En premier lieu, le rapport analyse les évolutions en matière de gouvernance et de rémunération des dirigeants en Europe et leurs impacts sur le marché français. Il constate une meilleure prise en compte des enjeux environnementaux et sociaux ainsi que des préoccupations des parties prenantes autres que les actionnaires. Ainsi, la Commission européenne a publié un plan d’action pour une finance durable(2), le 8 mars 2018, afin d’accompagner les marchés financiers européens vers une économie plus sobre en carbone. Ce plan vise également à la mise en place, au sein des sociétés, d’une gouvernance « plus propice aux investissements durables » et propose quelques pistes de réflexion telles que l’obligation, pour les conseils d’administration, d’élaborer « une stratégie de croissance durable » ou bien une clarification des règles en vertu desquelles les administrateurs devraient agir dans le long terme. Ce plan d’action s’est notamment traduit en France dans une révision de juin 2018 du Code de gouvernement d’entreprise des sociétés cotées à l’initiative de deux organisations patronales (Association Française des Entreprises Privées et Mouvement des Entreprises de France) et qui fait actuellement référence pour les sociétés cotées, sans que cela ne soit toutefois une obligation légale.

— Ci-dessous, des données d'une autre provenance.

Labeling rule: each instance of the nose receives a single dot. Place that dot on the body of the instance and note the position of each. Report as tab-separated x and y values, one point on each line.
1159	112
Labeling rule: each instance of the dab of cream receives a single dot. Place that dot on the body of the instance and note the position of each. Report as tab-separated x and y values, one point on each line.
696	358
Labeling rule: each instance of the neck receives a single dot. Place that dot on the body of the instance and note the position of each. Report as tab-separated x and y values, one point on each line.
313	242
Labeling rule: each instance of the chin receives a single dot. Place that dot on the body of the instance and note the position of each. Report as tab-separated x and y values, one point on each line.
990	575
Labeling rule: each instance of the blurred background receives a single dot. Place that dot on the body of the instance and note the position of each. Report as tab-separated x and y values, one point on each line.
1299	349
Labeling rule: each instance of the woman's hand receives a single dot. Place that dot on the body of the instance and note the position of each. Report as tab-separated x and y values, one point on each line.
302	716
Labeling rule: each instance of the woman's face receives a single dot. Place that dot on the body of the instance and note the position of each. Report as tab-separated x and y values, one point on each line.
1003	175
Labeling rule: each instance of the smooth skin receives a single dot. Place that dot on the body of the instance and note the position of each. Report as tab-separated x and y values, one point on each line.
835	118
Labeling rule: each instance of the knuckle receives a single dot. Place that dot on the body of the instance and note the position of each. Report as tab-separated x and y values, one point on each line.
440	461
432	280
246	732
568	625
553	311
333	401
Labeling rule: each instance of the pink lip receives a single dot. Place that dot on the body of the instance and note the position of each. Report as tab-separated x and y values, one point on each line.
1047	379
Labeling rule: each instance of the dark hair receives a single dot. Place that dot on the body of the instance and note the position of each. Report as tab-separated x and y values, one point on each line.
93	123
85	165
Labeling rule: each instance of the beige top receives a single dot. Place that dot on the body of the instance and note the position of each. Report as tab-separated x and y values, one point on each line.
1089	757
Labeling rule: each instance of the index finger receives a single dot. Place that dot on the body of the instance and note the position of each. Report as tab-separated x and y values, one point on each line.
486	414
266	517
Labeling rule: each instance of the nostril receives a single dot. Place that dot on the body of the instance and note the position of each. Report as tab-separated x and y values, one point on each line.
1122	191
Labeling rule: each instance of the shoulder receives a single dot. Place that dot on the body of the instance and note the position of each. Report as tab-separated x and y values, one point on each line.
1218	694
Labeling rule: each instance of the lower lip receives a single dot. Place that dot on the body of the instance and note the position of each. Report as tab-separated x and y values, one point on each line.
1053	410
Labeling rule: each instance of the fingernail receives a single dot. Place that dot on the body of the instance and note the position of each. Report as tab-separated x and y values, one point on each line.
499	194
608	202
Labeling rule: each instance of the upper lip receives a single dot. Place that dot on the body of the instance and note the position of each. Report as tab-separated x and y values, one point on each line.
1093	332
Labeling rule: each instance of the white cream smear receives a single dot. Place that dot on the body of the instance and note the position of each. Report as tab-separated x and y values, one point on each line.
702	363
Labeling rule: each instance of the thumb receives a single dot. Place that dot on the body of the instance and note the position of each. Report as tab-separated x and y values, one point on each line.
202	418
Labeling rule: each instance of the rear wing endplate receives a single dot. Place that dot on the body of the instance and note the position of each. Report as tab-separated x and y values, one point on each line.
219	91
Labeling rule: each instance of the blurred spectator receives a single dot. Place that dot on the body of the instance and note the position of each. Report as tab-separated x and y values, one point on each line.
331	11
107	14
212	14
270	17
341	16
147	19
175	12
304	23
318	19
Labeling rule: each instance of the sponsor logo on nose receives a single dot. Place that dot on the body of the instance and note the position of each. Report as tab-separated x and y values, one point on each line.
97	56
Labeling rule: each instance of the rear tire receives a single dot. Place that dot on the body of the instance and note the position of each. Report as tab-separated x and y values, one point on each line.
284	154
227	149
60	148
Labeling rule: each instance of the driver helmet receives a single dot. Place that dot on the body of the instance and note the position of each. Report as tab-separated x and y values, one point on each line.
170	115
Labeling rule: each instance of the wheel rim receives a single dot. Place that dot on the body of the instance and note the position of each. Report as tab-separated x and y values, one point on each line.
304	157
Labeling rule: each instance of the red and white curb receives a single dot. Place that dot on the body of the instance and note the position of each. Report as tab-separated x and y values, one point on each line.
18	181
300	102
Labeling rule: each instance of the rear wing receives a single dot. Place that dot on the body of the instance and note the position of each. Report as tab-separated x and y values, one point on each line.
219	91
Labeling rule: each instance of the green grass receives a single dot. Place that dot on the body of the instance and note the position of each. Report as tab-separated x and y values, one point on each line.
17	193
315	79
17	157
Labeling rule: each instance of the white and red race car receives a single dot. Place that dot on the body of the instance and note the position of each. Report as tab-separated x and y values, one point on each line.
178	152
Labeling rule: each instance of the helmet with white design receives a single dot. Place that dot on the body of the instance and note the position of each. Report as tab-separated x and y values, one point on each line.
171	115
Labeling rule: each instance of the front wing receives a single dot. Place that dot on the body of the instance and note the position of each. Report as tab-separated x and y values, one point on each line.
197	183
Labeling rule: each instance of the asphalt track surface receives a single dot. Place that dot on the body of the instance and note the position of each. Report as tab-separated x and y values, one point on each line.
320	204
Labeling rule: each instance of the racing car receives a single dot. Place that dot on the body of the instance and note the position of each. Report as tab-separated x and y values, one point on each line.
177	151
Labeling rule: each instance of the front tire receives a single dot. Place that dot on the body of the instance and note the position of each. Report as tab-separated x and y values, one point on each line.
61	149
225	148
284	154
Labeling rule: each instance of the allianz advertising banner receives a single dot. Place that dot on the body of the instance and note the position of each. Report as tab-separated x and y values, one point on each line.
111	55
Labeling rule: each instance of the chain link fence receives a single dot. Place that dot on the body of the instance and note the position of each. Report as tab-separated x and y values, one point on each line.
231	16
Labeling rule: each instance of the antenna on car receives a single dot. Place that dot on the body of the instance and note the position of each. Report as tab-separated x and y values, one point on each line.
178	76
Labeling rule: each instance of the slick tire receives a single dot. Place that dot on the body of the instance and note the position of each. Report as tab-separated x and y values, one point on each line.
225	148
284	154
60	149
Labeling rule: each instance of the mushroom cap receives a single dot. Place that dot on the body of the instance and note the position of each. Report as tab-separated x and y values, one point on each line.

La transposition en droit français de la Directive (UE) 2017/828 du 17 mai 2017 modifiant la directive 2007/36/CE en vue de promouvoir l’engagement à long terme des actionnaires(3) a impacté la gouvernance d’entreprise à plusieurs titres. Par exemple, en ce qui concerne l’engagement des investisseurs, l’article 198 de loi PACTE(4) a modifié l’article L. 533-22 du code monétaire et financier pour prévoir que les sociétés de gestion de portefeuille doivent élaborer et publier une politique d'engagement actionnarial « décrivant la manière dont elles intègrent leur rôle d'actionnaire dans leur stratégie d'investissement ».

En outre, la loi PACTE prévoit également des dispositions relatives au rôle de l’entreprise (l’article 169 permettant de doter les entreprises d’une raison d’être dans leurs statuts), aux questions de rémunération et à la composition des conseils d’administration et de surveillance. Une série de mesures vise également à encourager l’actionnariat salarié au sein des entreprises à capitaux publics et des entreprises privées.

En deuxième lieu, le rapport présente une étude sur le dialogue actionnarial faite sur un échantillon constitué de 40 sociétés dont les titres sont admis aux négociations sur le marché règlementé d’Euronext Paris. « L’AMF constate des attentes grandissantes à l’égard des organes dirigeants des sociétés cotées de la part des parties prenantes, au premier rang desquelles figurent les investisseurs. Ces attentes se traduisent notamment par la contestation de certaines résolutions en assemblée générale. En outre, la progression de l’activisme actionnarial remet au premier plan la question du dialogue entre les émetteurs et les actionnaires ».

La composition du conseil d’administration est un élément déterminant de la qualité du dialogue entre la société et ses actionnaires. L’AMF constate que 26 sociétés sur 40 déclarent avoir mis en place un dialogue permanent entre le conseil et les investisseurs. « Le champ de ce dialogue avec un membre du conseil désigné à cet effet est souvent restreint aux questions de gouvernance ».

L’AMF recommande que les supports de présentation établis à l’occasion des « roadshows gouvernance », c’est-à-dire des conférences itinérantes, soient mis en ligne sur le site internet de la société.

L’assemblée générale reste un lieu essentiel de débat avec les actionnaires. « Les questions des actionnaires posées pendant cette assemblée portent sur des sujets variés et reflètent surtout les préoccupations des personnes présentes dans la salle. (…) Le constat général fait ressortir un taux élevé d’approbation moyen des résolutions et un faible nombre de dépôts de résolutions par des actionnaires ».

Une troisième partie du rapport est consacrée aux autres constats en matière de gouvernance et de rémunération, notamment les mécanismes de rémunération de long terme.